Conseil d’État, le 28 avril 2026, n°498073

Par une publication du 31 août 2022, l’institut national de la statistique a inclus la dette d’une société dans le calcul de la dette publique, au motif que celle-ci relevait des organismes divers d’administration centrale au sens du règlement (UE) n° 549/2013 du 21 mai 2013, dit règlement SEC 2010. Cette qualification statistique emportait des conséquences considérables, dont l’interdiction de contracter auprès d’un établissement de crédit un emprunt d’une durée supérieure à douze mois. Saisi du refus opposé par l’institut au recours gracieux de la société visée, le juge administratif a été amené à se prononcer sur la justiciabilité même de l’acte de classement.
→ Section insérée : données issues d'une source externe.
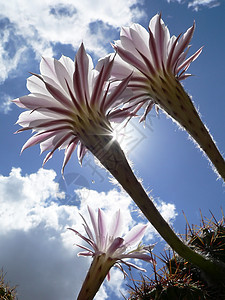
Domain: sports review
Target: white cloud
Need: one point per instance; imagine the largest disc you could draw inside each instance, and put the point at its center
(37, 250)
(196, 4)
(39, 25)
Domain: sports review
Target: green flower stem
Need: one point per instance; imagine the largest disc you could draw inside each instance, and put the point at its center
(113, 159)
(98, 271)
(173, 99)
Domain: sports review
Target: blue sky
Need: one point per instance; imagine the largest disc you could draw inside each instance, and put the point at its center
(37, 251)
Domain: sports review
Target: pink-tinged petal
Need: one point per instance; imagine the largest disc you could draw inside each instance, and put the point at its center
(182, 44)
(148, 63)
(81, 151)
(116, 93)
(50, 143)
(131, 59)
(154, 51)
(137, 255)
(116, 244)
(80, 79)
(62, 75)
(36, 85)
(127, 43)
(90, 242)
(171, 48)
(139, 37)
(84, 254)
(47, 68)
(91, 252)
(68, 152)
(67, 63)
(135, 234)
(188, 61)
(87, 229)
(105, 66)
(120, 68)
(120, 115)
(32, 102)
(101, 228)
(56, 146)
(94, 223)
(147, 110)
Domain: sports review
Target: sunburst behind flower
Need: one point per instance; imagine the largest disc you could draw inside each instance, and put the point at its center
(159, 62)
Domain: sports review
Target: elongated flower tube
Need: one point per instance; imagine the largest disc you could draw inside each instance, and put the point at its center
(72, 104)
(159, 63)
(108, 249)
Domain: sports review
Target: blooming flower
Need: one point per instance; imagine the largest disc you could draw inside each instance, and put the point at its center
(108, 249)
(70, 105)
(159, 62)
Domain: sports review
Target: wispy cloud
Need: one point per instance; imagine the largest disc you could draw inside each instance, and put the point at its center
(37, 250)
(36, 27)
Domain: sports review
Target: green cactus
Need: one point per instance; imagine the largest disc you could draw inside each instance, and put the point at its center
(6, 292)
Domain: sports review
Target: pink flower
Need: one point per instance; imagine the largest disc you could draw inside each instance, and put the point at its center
(154, 57)
(159, 62)
(70, 105)
(108, 249)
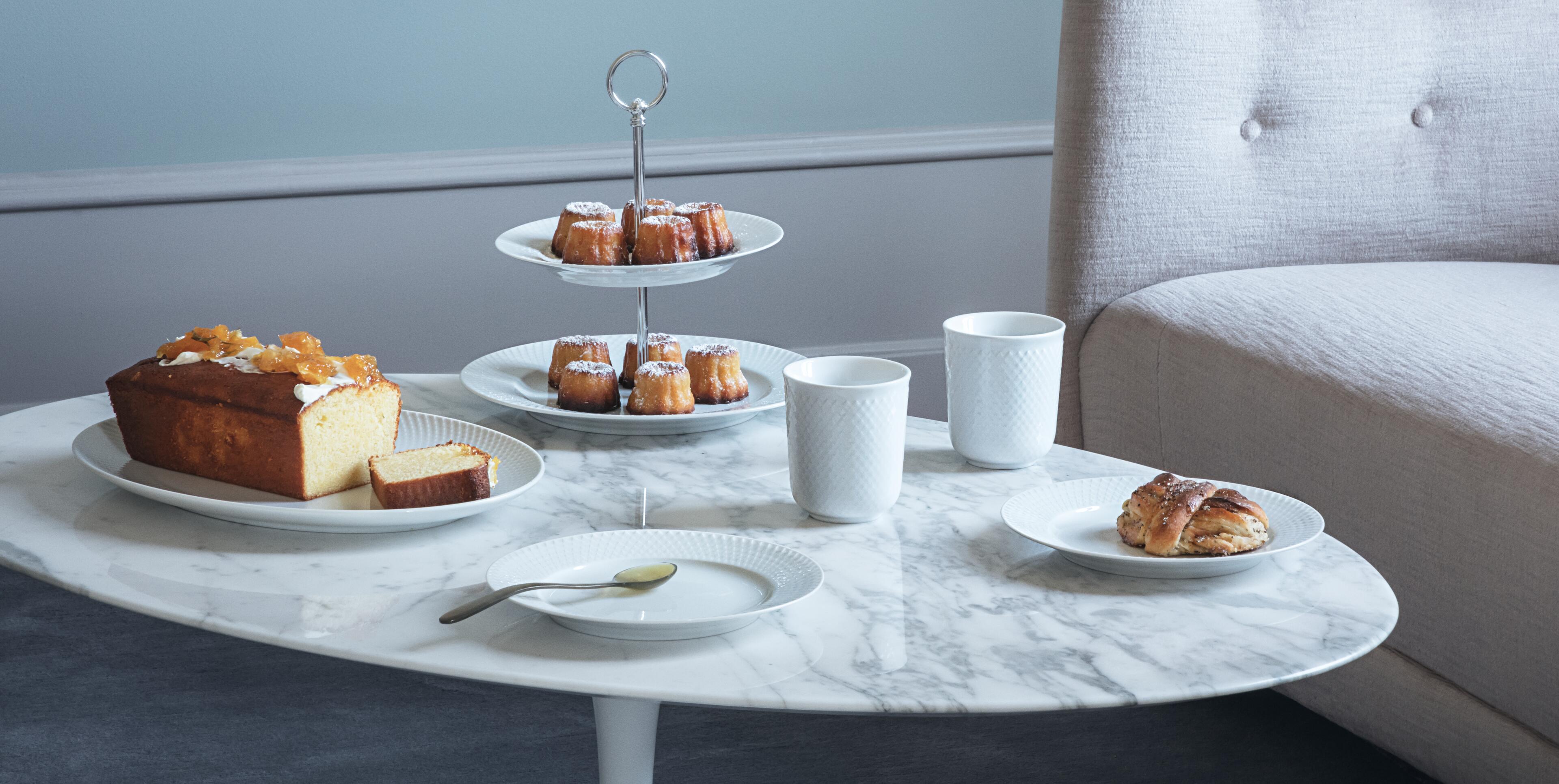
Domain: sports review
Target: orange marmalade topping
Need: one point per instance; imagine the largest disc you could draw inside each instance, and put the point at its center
(209, 343)
(300, 353)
La société concernée a saisi le tribunal administratif de Cergy-Pontoise d’une demande tendant à l’annulation pour excès de pouvoir de la décision de classement, ainsi que du rejet implicite opposé à son recours gracieux. Par un jugement n° 2301981 du 7 mai 2024, le tribunal a rejeté sa demande. Le président de la sixième chambre de la cour administrative d’appel de Versailles a, par une ordonnance n° 24VE01868 du 25 juillet 2024 prise sur le fondement de l’article R. 222-1 du code de justice administrative, rejeté l’appel formé contre ce jugement. Un pourvoi en cassation a alors été porté devant le Conseil d’État.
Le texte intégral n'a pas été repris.